Supply chains have been hit hard amid the COVID-19 pandemic, adding pressure to many businesses that can’t keep up with consumer demand. But, one retail chain says its supply chains are better than they were this time last year. Home improvement retailer Lowe’s said that it’s even getting holiday products into its warehouses and stores earlier than usual. Many other retailers, however, fear empty shelves when Thanksgiving and Christmas approach.
As it stands, many retailers have struggled to stock their shelves with enough inventory. The Covid outbreak created factory closures and stunting inventories and supply chains.
But David Denton, Lowe’s CFO, said that his stores are doing better today regarding supply and inventory than they were six or even 12 months ago.
Denton said, “We’re actually getting better, not worse. Lowe’s is positioned better than most, if not everybody else in the marketplace.”
Denton made the comments at Goldman Sachs’ Annual Global Retailing Conference.
Lowe’s added that it has already placed large orders with its suppliers for high-demand products to ensure that its stores’ inventories remain high.
But a survey by Reuters showed that a dozen or so U.S. retailers and suppliers anticipated long delays in getting holiday inventory because of logistics issues with shipping.
At the Goldman conference, Macy’s Inc. also commented that it was monitoring supply chain issues, especially for its clothing and shoe departments.
Meanwhile, production prices in the U.S. increased in August and led to the most significant annual gain seen in almost 11 years. That means that inflation is more likely to remain for the near future.
According to the Labor Department, the producer pricing index was 0.7 percent higher in August, a slight decline from two months of 1.0 percent increases.

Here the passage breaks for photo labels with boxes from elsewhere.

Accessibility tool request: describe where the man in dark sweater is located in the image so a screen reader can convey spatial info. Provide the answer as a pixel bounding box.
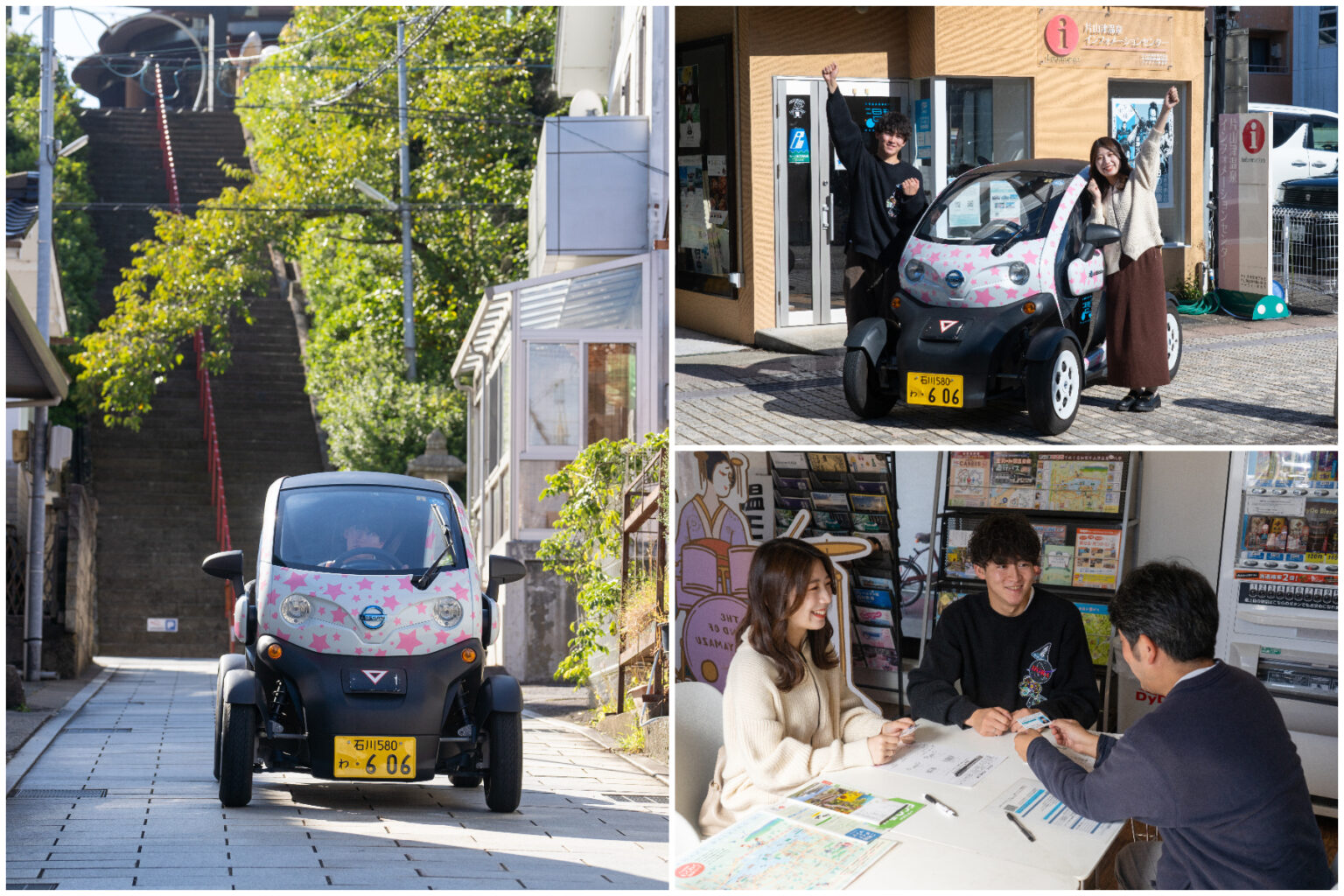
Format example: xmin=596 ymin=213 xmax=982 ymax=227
xmin=1015 ymin=563 xmax=1334 ymax=889
xmin=821 ymin=62 xmax=928 ymax=329
xmin=908 ymin=513 xmax=1101 ymax=738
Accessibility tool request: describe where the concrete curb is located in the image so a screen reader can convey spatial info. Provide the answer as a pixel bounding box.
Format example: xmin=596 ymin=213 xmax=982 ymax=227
xmin=523 ymin=710 xmax=668 ymax=785
xmin=4 ymin=666 xmax=117 ymax=795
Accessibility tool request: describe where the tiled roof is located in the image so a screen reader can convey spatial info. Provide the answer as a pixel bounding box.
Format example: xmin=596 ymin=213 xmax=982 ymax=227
xmin=4 ymin=171 xmax=38 ymax=239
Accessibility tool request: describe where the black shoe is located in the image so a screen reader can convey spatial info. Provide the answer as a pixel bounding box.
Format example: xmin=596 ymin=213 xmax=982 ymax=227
xmin=1133 ymin=391 xmax=1163 ymax=411
xmin=1110 ymin=389 xmax=1138 ymax=411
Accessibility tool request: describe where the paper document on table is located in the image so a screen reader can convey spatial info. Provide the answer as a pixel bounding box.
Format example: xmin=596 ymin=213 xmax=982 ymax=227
xmin=878 ymin=743 xmax=1004 ymax=788
xmin=985 ymin=778 xmax=1121 ymax=840
xmin=672 ymin=811 xmax=897 ymax=889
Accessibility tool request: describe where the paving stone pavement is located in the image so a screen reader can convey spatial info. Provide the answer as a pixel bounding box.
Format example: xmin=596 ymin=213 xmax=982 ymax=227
xmin=5 ymin=657 xmax=668 ymax=889
xmin=674 ymin=314 xmax=1339 ymax=446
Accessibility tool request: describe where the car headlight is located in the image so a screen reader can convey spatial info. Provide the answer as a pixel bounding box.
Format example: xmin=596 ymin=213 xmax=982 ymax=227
xmin=279 ymin=594 xmax=313 ymax=626
xmin=434 ymin=598 xmax=462 ymax=628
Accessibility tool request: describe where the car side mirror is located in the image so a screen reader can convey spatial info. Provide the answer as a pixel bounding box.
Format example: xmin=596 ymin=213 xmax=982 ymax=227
xmin=1078 ymin=221 xmax=1119 ymax=262
xmin=200 ymin=550 xmax=248 ymax=598
xmin=485 ymin=554 xmax=527 ymax=600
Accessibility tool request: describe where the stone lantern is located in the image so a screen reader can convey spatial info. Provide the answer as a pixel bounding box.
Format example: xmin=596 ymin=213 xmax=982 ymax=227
xmin=406 ymin=429 xmax=466 ymax=494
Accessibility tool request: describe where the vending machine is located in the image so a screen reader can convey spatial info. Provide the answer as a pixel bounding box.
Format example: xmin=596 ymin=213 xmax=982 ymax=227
xmin=1216 ymin=452 xmax=1339 ymax=816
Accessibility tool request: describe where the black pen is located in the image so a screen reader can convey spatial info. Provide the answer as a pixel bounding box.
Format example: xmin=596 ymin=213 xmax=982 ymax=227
xmin=1004 ymin=808 xmax=1036 ymax=843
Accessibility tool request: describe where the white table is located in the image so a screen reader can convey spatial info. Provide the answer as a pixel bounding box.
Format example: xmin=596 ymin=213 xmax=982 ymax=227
xmin=827 ymin=721 xmax=1114 ymax=889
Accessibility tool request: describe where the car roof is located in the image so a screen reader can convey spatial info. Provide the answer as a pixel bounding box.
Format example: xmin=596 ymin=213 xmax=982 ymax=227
xmin=961 ymin=158 xmax=1088 ymax=176
xmin=1246 ymin=102 xmax=1340 ymax=118
xmin=279 ymin=470 xmax=446 ymax=492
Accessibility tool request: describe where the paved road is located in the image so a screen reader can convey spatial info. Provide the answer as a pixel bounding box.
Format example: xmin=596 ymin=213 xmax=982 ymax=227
xmin=675 ymin=314 xmax=1339 ymax=446
xmin=5 ymin=658 xmax=668 ymax=889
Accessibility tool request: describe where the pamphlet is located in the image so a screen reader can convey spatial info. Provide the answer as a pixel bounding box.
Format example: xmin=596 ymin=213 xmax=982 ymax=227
xmin=672 ymin=811 xmax=898 ymax=889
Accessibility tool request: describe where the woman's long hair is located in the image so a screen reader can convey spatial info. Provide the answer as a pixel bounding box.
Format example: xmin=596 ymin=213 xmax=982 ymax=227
xmin=737 ymin=539 xmax=840 ymax=690
xmin=1088 ymin=137 xmax=1133 ymax=198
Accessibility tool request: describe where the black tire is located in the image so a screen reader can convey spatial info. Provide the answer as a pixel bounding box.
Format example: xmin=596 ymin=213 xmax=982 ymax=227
xmin=485 ymin=712 xmax=523 ymax=811
xmin=1027 ymin=339 xmax=1083 ymax=435
xmin=844 ymin=348 xmax=897 ymax=421
xmin=898 ymin=560 xmax=925 ymax=610
xmin=1166 ymin=301 xmax=1186 ymax=380
xmin=215 ymin=653 xmax=248 ymax=780
xmin=219 ymin=703 xmax=256 ymax=806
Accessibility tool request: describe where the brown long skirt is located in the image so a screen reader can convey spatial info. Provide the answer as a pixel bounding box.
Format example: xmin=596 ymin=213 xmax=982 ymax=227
xmin=1106 ymin=246 xmax=1171 ymax=388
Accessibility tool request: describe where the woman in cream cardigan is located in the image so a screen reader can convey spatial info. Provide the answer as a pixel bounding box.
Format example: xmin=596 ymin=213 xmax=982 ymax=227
xmin=1088 ymin=88 xmax=1180 ymax=411
xmin=700 ymin=539 xmax=914 ymax=836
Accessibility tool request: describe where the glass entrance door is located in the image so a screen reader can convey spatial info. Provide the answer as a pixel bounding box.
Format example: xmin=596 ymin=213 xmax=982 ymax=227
xmin=774 ymin=78 xmax=914 ymax=326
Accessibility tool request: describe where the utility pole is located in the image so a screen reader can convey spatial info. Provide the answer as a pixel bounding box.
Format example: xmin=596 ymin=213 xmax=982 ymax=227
xmin=23 ymin=7 xmax=57 ymax=681
xmin=396 ymin=22 xmax=416 ymax=383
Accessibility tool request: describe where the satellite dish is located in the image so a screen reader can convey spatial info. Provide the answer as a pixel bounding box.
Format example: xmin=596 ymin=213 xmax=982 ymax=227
xmin=570 ymin=88 xmax=602 ymax=117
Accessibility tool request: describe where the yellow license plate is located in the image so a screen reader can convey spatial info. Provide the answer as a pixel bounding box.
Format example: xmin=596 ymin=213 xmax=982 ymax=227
xmin=906 ymin=374 xmax=963 ymax=407
xmin=333 ymin=738 xmax=416 ymax=778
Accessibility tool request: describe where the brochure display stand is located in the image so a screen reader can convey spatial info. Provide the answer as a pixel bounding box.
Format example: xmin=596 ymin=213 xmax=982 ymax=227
xmin=770 ymin=452 xmax=905 ymax=705
xmin=920 ymin=452 xmax=1138 ymax=731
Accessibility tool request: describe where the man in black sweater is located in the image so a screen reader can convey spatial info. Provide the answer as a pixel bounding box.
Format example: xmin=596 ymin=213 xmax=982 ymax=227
xmin=821 ymin=62 xmax=928 ymax=329
xmin=1015 ymin=563 xmax=1334 ymax=889
xmin=910 ymin=513 xmax=1101 ymax=738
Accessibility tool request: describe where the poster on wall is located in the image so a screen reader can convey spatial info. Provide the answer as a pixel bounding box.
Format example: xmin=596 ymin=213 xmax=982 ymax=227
xmin=1110 ymin=97 xmax=1176 ymax=208
xmin=676 ymin=66 xmax=700 ymax=146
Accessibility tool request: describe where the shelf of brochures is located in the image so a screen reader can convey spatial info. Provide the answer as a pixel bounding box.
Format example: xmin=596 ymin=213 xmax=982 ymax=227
xmin=933 ymin=452 xmax=1138 ymax=693
xmin=769 ymin=452 xmax=905 ymax=701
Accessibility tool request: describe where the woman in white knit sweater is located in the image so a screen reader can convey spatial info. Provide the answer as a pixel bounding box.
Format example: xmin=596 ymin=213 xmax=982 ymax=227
xmin=1088 ymin=88 xmax=1180 ymax=411
xmin=700 ymin=539 xmax=914 ymax=836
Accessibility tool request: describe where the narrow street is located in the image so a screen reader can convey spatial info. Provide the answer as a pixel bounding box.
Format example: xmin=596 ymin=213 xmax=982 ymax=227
xmin=5 ymin=657 xmax=668 ymax=889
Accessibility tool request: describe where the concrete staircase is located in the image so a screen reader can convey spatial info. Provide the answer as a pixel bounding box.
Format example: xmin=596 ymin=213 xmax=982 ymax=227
xmin=80 ymin=108 xmax=323 ymax=657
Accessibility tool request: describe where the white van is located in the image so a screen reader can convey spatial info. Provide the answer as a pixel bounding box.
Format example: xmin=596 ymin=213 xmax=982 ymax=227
xmin=1247 ymin=102 xmax=1340 ymax=196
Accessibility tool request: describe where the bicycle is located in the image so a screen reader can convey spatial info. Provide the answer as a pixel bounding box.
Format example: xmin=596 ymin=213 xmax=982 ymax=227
xmin=898 ymin=532 xmax=942 ymax=610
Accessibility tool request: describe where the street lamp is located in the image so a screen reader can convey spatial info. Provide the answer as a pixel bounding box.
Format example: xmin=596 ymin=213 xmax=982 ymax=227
xmin=351 ymin=178 xmax=416 ymax=383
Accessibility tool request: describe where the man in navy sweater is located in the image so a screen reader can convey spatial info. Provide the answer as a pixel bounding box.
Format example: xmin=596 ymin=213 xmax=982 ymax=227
xmin=821 ymin=62 xmax=928 ymax=329
xmin=1015 ymin=563 xmax=1334 ymax=889
xmin=910 ymin=513 xmax=1101 ymax=738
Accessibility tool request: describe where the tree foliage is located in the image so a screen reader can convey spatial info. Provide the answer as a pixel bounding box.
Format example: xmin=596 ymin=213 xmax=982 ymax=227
xmin=536 ymin=430 xmax=668 ymax=682
xmin=72 ymin=7 xmax=555 ymax=472
xmin=4 ymin=31 xmax=102 ymax=336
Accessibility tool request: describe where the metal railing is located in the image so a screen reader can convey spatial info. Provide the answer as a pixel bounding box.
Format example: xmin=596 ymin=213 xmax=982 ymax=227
xmin=1271 ymin=206 xmax=1340 ymax=312
xmin=155 ymin=66 xmax=236 ymax=628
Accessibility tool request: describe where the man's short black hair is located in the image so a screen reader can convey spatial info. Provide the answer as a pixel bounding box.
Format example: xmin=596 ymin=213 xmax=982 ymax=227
xmin=966 ymin=513 xmax=1040 ymax=567
xmin=872 ymin=111 xmax=910 ymax=143
xmin=1110 ymin=562 xmax=1218 ymax=662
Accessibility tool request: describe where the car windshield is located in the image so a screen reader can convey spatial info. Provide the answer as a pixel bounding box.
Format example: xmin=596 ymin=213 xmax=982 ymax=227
xmin=915 ymin=171 xmax=1073 ymax=244
xmin=274 ymin=485 xmax=465 ymax=574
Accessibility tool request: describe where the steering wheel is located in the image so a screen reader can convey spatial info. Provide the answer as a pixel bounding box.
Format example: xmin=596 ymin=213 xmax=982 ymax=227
xmin=973 ymin=218 xmax=1026 ymax=239
xmin=332 ymin=548 xmax=402 ymax=570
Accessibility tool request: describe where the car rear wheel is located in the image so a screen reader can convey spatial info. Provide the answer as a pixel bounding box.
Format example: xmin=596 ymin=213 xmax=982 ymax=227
xmin=1166 ymin=295 xmax=1186 ymax=379
xmin=215 ymin=653 xmax=248 ymax=780
xmin=485 ymin=712 xmax=523 ymax=811
xmin=844 ymin=348 xmax=897 ymax=421
xmin=1027 ymin=339 xmax=1083 ymax=435
xmin=219 ymin=703 xmax=256 ymax=806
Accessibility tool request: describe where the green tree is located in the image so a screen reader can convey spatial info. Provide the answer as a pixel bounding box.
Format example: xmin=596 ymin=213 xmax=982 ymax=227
xmin=4 ymin=32 xmax=102 ymax=336
xmin=80 ymin=7 xmax=556 ymax=472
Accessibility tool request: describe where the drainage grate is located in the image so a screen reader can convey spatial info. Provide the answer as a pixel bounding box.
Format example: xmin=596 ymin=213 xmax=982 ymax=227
xmin=602 ymin=794 xmax=668 ymax=806
xmin=10 ymin=788 xmax=108 ymax=799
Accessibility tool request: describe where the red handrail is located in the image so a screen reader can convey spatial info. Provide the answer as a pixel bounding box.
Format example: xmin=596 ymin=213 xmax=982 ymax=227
xmin=155 ymin=66 xmax=234 ymax=628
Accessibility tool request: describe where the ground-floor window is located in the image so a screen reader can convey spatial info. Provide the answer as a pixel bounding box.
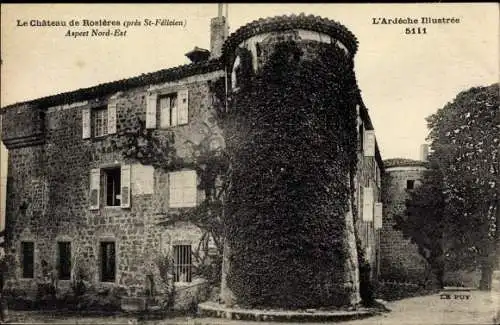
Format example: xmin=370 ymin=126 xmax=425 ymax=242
xmin=174 ymin=245 xmax=192 ymax=282
xmin=21 ymin=241 xmax=35 ymax=279
xmin=101 ymin=241 xmax=116 ymax=282
xmin=57 ymin=241 xmax=71 ymax=280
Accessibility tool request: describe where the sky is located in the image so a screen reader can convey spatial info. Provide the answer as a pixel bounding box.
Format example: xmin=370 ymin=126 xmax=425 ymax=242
xmin=0 ymin=3 xmax=499 ymax=164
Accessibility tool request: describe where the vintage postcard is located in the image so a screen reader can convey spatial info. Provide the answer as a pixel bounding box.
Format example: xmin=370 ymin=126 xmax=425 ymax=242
xmin=0 ymin=3 xmax=500 ymax=325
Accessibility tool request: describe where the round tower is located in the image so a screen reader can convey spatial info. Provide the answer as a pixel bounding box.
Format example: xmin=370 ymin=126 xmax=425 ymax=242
xmin=221 ymin=14 xmax=360 ymax=308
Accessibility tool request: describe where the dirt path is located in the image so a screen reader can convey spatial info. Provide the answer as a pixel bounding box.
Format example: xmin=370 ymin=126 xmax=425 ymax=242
xmin=3 ymin=291 xmax=495 ymax=325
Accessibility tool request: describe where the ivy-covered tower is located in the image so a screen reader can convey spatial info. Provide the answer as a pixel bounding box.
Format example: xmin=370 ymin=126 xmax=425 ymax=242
xmin=221 ymin=15 xmax=360 ymax=308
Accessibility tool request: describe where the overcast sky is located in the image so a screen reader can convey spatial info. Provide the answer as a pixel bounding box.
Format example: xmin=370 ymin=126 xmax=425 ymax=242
xmin=1 ymin=3 xmax=499 ymax=159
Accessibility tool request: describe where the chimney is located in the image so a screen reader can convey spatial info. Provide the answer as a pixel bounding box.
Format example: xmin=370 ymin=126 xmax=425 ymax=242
xmin=420 ymin=143 xmax=429 ymax=161
xmin=210 ymin=3 xmax=229 ymax=59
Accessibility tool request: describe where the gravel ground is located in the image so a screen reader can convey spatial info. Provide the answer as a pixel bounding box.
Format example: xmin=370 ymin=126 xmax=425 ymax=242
xmin=1 ymin=291 xmax=499 ymax=325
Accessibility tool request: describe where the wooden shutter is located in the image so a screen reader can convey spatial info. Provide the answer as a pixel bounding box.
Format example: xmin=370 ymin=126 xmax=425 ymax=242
xmin=120 ymin=165 xmax=130 ymax=208
xmin=373 ymin=202 xmax=382 ymax=229
xmin=146 ymin=94 xmax=158 ymax=129
xmin=182 ymin=170 xmax=198 ymax=207
xmin=108 ymin=102 xmax=116 ymax=134
xmin=363 ymin=187 xmax=373 ymax=221
xmin=82 ymin=108 xmax=90 ymax=139
xmin=177 ymin=89 xmax=189 ymax=125
xmin=160 ymin=96 xmax=171 ymax=128
xmin=363 ymin=130 xmax=375 ymax=157
xmin=89 ymin=168 xmax=101 ymax=210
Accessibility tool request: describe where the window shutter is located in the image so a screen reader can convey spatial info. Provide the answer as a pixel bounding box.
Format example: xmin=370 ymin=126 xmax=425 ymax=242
xmin=177 ymin=89 xmax=189 ymax=125
xmin=182 ymin=170 xmax=198 ymax=207
xmin=146 ymin=94 xmax=158 ymax=129
xmin=89 ymin=168 xmax=101 ymax=210
xmin=159 ymin=97 xmax=171 ymax=128
xmin=120 ymin=165 xmax=130 ymax=208
xmin=82 ymin=108 xmax=90 ymax=139
xmin=373 ymin=202 xmax=382 ymax=229
xmin=363 ymin=130 xmax=375 ymax=157
xmin=108 ymin=102 xmax=116 ymax=134
xmin=363 ymin=187 xmax=373 ymax=222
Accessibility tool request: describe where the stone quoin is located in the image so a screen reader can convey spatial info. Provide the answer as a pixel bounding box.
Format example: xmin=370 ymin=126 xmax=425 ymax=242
xmin=1 ymin=14 xmax=394 ymax=309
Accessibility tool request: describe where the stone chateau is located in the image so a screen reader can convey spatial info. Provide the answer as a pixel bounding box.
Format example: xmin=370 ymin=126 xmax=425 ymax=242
xmin=1 ymin=9 xmax=430 ymax=308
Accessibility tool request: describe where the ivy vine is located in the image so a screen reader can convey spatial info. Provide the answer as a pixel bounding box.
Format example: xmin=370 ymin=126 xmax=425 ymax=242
xmin=225 ymin=41 xmax=357 ymax=308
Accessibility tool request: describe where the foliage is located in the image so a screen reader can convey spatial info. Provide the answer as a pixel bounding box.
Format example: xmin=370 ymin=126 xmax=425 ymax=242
xmin=374 ymin=281 xmax=436 ymax=301
xmin=394 ymin=161 xmax=451 ymax=287
xmin=225 ymin=42 xmax=358 ymax=308
xmin=399 ymin=84 xmax=500 ymax=288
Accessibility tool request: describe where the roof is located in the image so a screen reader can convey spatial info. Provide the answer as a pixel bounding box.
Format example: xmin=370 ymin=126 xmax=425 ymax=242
xmin=0 ymin=59 xmax=222 ymax=113
xmin=384 ymin=158 xmax=427 ymax=168
xmin=222 ymin=13 xmax=358 ymax=61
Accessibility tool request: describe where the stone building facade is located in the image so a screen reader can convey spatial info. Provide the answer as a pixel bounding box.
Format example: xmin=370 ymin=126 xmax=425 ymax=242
xmin=1 ymin=12 xmax=384 ymax=307
xmin=380 ymin=158 xmax=429 ymax=283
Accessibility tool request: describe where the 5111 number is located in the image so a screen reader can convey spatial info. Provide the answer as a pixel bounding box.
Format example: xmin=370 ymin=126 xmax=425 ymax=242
xmin=405 ymin=27 xmax=427 ymax=35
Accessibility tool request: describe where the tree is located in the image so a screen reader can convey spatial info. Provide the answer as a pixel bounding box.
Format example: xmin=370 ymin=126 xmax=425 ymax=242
xmin=402 ymin=84 xmax=500 ymax=289
xmin=222 ymin=41 xmax=359 ymax=308
xmin=394 ymin=163 xmax=449 ymax=287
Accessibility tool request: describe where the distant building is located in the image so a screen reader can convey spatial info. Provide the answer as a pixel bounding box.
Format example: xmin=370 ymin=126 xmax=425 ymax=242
xmin=1 ymin=11 xmax=384 ymax=308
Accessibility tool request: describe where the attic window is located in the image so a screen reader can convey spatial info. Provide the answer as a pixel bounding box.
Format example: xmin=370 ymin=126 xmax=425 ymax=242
xmin=406 ymin=179 xmax=415 ymax=190
xmin=231 ymin=56 xmax=241 ymax=90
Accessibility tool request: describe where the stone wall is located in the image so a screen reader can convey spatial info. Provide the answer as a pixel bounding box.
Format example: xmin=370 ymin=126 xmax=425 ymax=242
xmin=380 ymin=166 xmax=428 ymax=283
xmin=3 ymin=72 xmax=221 ymax=308
xmin=355 ymin=152 xmax=381 ymax=279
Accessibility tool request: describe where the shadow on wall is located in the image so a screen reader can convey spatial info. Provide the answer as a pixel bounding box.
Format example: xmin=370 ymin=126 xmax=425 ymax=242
xmin=444 ymin=270 xmax=481 ymax=288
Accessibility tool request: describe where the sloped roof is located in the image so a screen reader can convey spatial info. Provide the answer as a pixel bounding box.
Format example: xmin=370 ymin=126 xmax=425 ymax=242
xmin=222 ymin=13 xmax=358 ymax=57
xmin=384 ymin=158 xmax=427 ymax=168
xmin=0 ymin=59 xmax=221 ymax=113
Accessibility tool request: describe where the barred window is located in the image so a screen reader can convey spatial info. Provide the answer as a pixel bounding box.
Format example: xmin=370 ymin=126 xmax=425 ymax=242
xmin=92 ymin=107 xmax=108 ymax=137
xmin=57 ymin=242 xmax=71 ymax=280
xmin=101 ymin=242 xmax=116 ymax=282
xmin=174 ymin=245 xmax=192 ymax=282
xmin=169 ymin=170 xmax=197 ymax=208
xmin=103 ymin=167 xmax=121 ymax=206
xmin=21 ymin=242 xmax=35 ymax=279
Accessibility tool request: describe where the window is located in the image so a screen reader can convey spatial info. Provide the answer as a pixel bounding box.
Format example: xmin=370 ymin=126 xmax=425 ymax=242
xmin=158 ymin=93 xmax=178 ymax=128
xmin=57 ymin=242 xmax=71 ymax=280
xmin=146 ymin=88 xmax=189 ymax=129
xmin=231 ymin=56 xmax=241 ymax=90
xmin=101 ymin=241 xmax=116 ymax=282
xmin=358 ymin=124 xmax=364 ymax=151
xmin=174 ymin=245 xmax=192 ymax=282
xmin=103 ymin=167 xmax=121 ymax=206
xmin=21 ymin=242 xmax=35 ymax=279
xmin=92 ymin=107 xmax=108 ymax=137
xmin=169 ymin=170 xmax=197 ymax=208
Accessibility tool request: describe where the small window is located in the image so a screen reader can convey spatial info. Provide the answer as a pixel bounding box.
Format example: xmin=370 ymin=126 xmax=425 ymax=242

Also, trade services saw a 1.5 percent increase. The metric measures changes in wholesaler and retailer margins. Prices in goods also rose 1.0 percent in August. The metric had increased 0.6 percent in July as food prices rebounded by 2.9 percent. Warehouse and transportation prices also rose by 2.8 percent.
Accumulation of inventories slowed in July for wholesalers, meaning they’re emptying their shelves faster. Robust consumer demand and supply issues are contributing to the problem, as are labor shortages.
Factory disruptions have been driven by the latest strain of the novel coronavirus, the Delta variant. Asian factories are a primary source of raw materials for U.S. manufacturers. Port congestion is adding to the problem of supply chain pressures.